I bought a Claude subscription. Thought that was the move. And Claude is genuinely the only one that actually gets context, but man, even Claude made so many mistakes it wasn’t funny. What I had after the first stretch wasn’t Limbo. It was a skeleton wearing Limbo’s clothes.
Slither wasn’t working. Mythril wasn’t working. Echidna and Halmos? They looked at my prompts and said this is why we aren’t AI. 💀
Two weeks of debugging the entire codebase. Not building. Not adding features. Just two weeks of going line by line trying to understand a workspace I’d never been in before, Rust, Solidity toolchains, Docker configs, dependency hell. I should have hired a developer. Two weeks to get Slither and Mythril functional. Echidna and Halmos are still fighting me.
And I’m still going.
For the technical people, here’s exactly what Limbo does:
Limbo runs Slither, Mythril, Echidna, and Halmos across your entire codebase at the same time. Not one after the other. All four, simultaneously, hitting your contracts from every angle, static analysis, symbolic execution, fuzzing, formal verification. When they find something, that finding doesn’t go anywhere near a report yet.

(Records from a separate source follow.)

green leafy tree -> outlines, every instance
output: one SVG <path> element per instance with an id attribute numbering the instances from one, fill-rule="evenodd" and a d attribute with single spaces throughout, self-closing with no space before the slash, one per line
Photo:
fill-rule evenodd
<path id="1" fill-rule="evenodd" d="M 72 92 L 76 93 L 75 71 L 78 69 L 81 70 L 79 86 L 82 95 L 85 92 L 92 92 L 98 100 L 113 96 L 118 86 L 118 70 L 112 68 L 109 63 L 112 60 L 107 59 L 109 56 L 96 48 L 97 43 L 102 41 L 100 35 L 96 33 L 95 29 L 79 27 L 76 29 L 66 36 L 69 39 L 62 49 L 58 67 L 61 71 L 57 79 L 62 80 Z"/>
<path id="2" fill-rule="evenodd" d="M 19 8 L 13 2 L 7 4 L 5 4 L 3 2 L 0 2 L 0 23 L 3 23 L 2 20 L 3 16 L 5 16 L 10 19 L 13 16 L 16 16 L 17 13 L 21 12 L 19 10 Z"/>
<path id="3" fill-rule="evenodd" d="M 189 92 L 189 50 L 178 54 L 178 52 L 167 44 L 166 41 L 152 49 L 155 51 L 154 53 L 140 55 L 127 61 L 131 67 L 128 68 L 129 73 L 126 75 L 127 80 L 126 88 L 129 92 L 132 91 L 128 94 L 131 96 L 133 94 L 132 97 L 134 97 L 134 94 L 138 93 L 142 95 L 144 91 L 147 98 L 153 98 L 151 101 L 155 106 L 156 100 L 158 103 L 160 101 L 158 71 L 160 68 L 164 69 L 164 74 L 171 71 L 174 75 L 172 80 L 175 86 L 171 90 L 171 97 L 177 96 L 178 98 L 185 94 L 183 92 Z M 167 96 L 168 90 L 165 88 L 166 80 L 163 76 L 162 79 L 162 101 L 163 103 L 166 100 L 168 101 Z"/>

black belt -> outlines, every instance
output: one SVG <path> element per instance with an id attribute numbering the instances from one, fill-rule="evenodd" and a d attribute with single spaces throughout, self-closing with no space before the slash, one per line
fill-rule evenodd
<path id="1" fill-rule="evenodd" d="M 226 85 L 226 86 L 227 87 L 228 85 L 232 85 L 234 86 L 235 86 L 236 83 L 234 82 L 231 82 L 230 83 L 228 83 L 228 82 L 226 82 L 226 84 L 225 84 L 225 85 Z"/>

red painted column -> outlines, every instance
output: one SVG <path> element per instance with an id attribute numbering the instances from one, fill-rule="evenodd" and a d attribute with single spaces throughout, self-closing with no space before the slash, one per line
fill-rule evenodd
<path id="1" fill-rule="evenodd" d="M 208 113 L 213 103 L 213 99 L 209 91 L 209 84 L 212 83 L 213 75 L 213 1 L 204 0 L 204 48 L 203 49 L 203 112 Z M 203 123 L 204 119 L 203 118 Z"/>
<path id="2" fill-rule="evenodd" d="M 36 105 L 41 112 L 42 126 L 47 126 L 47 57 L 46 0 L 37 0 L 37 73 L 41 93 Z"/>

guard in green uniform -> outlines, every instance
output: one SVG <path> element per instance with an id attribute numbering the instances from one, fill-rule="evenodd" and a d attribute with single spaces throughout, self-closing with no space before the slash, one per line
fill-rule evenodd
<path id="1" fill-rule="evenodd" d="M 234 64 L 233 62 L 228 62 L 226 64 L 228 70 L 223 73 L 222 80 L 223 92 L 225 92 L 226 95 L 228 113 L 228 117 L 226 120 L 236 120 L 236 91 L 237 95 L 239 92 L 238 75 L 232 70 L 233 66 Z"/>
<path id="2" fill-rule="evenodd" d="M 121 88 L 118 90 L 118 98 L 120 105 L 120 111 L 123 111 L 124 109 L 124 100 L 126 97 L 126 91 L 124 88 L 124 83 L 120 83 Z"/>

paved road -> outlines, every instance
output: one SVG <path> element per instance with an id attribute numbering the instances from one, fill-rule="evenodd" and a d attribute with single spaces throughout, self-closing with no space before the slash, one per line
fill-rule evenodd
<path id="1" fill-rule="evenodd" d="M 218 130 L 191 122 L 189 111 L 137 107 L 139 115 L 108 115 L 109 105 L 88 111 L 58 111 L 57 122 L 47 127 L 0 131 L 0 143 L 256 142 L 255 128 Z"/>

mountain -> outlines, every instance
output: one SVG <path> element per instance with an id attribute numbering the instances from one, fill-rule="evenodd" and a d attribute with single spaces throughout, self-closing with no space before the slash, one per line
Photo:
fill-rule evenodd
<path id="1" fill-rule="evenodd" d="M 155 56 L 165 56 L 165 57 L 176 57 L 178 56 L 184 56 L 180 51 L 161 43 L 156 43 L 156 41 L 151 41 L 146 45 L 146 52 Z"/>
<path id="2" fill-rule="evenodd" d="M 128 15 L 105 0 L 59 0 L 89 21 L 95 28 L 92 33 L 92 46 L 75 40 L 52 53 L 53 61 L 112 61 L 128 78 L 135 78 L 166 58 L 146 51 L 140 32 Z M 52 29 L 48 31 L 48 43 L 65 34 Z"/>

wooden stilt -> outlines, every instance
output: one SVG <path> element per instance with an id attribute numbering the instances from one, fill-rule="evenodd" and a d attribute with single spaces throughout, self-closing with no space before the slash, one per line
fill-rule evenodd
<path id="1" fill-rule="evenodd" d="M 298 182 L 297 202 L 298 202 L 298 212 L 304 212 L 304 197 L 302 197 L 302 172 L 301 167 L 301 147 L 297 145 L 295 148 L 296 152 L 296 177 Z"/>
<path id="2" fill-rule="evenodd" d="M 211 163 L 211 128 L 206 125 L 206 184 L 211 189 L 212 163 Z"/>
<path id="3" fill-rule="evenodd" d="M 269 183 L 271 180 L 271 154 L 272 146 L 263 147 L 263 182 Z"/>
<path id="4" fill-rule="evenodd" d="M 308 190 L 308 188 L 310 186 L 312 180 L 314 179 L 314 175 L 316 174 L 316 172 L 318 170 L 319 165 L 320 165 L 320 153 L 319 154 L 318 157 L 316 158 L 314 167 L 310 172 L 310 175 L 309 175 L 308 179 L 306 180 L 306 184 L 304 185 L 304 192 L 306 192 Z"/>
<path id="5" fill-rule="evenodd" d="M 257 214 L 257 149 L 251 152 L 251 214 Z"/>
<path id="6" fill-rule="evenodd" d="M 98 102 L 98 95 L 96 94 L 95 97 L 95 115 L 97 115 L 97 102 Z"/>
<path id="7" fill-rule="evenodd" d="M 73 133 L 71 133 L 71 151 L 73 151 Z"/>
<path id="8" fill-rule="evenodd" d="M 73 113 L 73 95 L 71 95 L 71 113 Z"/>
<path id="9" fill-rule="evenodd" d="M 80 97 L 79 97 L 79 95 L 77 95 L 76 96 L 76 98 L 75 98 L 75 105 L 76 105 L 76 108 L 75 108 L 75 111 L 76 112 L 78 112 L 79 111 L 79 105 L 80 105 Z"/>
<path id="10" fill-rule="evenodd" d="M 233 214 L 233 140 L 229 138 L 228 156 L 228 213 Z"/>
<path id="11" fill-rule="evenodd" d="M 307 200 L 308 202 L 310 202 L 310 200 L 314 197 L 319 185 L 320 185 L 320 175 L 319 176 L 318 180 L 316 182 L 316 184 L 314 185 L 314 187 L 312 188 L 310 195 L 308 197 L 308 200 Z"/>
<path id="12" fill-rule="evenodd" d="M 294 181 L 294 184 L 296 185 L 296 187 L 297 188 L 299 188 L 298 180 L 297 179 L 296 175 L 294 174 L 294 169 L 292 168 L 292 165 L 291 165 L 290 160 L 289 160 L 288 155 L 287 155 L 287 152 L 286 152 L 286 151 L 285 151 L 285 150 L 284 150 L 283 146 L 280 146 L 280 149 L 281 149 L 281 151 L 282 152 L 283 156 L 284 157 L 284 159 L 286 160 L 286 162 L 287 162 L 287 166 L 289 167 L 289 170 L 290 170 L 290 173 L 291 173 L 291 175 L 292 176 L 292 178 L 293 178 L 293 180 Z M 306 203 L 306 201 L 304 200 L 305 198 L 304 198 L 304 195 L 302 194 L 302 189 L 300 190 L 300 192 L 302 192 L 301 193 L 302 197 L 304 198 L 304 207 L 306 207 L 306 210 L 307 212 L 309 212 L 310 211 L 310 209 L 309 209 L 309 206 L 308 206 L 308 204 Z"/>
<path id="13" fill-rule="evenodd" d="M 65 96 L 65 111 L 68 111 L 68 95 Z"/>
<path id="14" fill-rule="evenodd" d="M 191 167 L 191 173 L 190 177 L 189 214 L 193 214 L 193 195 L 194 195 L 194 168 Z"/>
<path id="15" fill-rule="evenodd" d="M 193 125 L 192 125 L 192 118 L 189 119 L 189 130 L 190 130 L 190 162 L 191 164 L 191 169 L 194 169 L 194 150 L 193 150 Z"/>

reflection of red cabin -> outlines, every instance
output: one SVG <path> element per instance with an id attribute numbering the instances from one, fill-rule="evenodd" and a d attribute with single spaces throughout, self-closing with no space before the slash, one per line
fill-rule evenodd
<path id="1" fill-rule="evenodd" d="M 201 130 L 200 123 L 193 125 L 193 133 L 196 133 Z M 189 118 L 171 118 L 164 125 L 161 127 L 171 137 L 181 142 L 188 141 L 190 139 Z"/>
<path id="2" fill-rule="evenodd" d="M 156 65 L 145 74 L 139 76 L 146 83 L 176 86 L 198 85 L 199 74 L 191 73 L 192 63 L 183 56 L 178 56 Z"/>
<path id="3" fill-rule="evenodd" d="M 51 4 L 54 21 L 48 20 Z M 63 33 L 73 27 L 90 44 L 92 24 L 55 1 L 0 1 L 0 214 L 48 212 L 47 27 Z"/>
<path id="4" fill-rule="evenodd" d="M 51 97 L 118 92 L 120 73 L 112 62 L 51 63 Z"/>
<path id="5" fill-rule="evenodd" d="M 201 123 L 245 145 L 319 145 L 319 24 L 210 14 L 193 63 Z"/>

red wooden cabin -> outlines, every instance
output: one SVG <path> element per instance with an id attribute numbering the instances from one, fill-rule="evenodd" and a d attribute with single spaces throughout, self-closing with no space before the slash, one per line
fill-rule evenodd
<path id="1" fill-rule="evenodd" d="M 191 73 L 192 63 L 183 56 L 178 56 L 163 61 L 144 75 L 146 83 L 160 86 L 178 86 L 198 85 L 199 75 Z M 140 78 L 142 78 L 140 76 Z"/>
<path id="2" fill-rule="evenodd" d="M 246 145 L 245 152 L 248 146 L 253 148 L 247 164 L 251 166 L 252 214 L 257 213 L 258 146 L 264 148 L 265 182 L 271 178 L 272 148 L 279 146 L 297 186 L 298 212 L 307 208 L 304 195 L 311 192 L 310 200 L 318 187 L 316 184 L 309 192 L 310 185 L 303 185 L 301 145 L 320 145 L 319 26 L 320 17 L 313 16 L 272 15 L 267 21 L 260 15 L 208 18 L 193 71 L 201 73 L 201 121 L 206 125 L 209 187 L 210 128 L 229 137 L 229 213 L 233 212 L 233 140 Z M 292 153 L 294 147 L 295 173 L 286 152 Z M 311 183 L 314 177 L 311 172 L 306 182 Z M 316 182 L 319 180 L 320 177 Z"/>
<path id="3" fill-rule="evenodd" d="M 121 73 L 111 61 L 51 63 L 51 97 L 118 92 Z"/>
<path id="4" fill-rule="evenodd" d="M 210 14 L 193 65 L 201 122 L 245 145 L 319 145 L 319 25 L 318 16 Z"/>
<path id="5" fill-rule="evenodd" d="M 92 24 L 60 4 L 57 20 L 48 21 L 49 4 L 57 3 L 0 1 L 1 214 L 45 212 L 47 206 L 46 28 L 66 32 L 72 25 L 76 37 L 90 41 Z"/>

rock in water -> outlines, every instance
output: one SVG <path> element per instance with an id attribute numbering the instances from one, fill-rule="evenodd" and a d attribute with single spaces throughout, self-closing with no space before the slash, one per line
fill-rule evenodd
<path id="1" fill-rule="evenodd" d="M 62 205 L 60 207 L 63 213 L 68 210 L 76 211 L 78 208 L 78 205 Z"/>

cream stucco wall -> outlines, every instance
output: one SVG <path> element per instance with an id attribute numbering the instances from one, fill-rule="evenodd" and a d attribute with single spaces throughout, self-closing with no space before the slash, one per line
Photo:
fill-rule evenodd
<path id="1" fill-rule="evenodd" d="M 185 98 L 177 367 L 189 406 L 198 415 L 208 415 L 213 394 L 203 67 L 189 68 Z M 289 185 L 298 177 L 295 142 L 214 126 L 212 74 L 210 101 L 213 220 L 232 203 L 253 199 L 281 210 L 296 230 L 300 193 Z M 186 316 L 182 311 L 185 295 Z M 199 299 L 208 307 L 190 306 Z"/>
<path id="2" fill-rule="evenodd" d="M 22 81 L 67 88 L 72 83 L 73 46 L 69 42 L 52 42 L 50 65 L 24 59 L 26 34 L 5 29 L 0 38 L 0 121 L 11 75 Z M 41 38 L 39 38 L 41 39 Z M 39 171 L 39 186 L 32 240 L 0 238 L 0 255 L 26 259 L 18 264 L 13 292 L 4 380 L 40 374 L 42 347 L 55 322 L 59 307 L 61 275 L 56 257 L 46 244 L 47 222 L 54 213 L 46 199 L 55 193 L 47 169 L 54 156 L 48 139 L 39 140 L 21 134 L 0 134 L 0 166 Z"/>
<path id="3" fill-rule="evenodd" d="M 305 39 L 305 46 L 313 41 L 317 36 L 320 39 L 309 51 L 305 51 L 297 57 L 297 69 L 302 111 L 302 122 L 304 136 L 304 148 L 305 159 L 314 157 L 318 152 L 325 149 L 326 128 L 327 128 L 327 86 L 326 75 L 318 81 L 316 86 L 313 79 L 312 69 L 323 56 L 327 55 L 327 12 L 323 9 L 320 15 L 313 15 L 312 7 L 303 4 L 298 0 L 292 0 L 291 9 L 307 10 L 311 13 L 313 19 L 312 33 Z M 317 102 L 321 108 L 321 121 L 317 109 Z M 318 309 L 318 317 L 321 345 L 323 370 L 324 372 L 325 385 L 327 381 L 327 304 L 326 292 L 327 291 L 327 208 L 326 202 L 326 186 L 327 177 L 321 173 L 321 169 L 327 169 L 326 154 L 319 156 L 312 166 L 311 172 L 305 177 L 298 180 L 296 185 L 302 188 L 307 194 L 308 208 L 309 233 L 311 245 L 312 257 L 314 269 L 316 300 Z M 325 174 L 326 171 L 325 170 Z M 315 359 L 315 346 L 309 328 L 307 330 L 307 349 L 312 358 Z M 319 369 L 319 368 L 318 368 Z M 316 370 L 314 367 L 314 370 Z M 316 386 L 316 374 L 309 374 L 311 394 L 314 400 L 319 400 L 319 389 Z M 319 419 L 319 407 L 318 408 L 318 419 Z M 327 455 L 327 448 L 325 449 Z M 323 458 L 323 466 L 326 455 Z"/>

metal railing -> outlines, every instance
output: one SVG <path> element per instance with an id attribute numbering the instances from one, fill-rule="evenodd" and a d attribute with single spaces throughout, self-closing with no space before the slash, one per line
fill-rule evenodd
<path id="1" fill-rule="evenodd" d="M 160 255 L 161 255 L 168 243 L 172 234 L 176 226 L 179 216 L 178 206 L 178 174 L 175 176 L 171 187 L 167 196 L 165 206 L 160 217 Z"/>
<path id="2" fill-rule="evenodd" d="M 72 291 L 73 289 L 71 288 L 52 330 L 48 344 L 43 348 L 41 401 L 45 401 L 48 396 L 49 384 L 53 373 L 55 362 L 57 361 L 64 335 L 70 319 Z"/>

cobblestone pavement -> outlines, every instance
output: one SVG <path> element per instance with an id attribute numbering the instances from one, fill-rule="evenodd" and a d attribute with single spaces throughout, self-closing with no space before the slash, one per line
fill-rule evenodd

AI steps in for exactly one job: write a PoC. One file. Then it runs that PoC through Foundry and keeps forging it until Foundry confirms the bug is real. If it can’t be confirmed, it doesn’t exist as far as Limbo is concerned. And if any of the four tools fail or start acting up mid-scan? AI’s only other job is to point them back on track.
That’s it. AI is infrastructure. The tools are the auditors.
No finding in your report was put there by a language model guessing. Every single one was found by a tool, proven by Foundry, and documented for you to fix.
Because here’s what building this taught me that I couldn’t have learned any other way, AI is good at one thing in security. Verifying. Not finding. The moment you ask AI to find your bugs you’ve already lost. It catches the obvious ones, writes it up clean, and leaves the real stuff buried. For someone else to find. Or for an exploit to find.
That’s what I was doing before. That’s why I’m building something different.
I joined Cyfrin Updraft to actually learn — Solidity, Rust, the fundamentals I was missing. Yes I was already a security researcher. No that wasn’t enough. Humbling is an understatement.
But if you’re getting into smart contract auditing right now; Cantina, HackerOne, Code4rena (RIP, if you haven’t heard, they’re down), anywhere hear me:
Do not use AI to find bugs. Learn to find bugs.
I made that mistake. I’m still paying for it in ways that turned into this entire project. The knowledge you build when you actually learn this is worth more than any shortcut. Shoutout Cyfrin Updraft, no sponsorship, just facts.
Limbo isn’t finished. Echidna and Halmos are still out here disrespecting me. But it’s real, it’s being built in public, and when it’s done, nothing in it will be fake.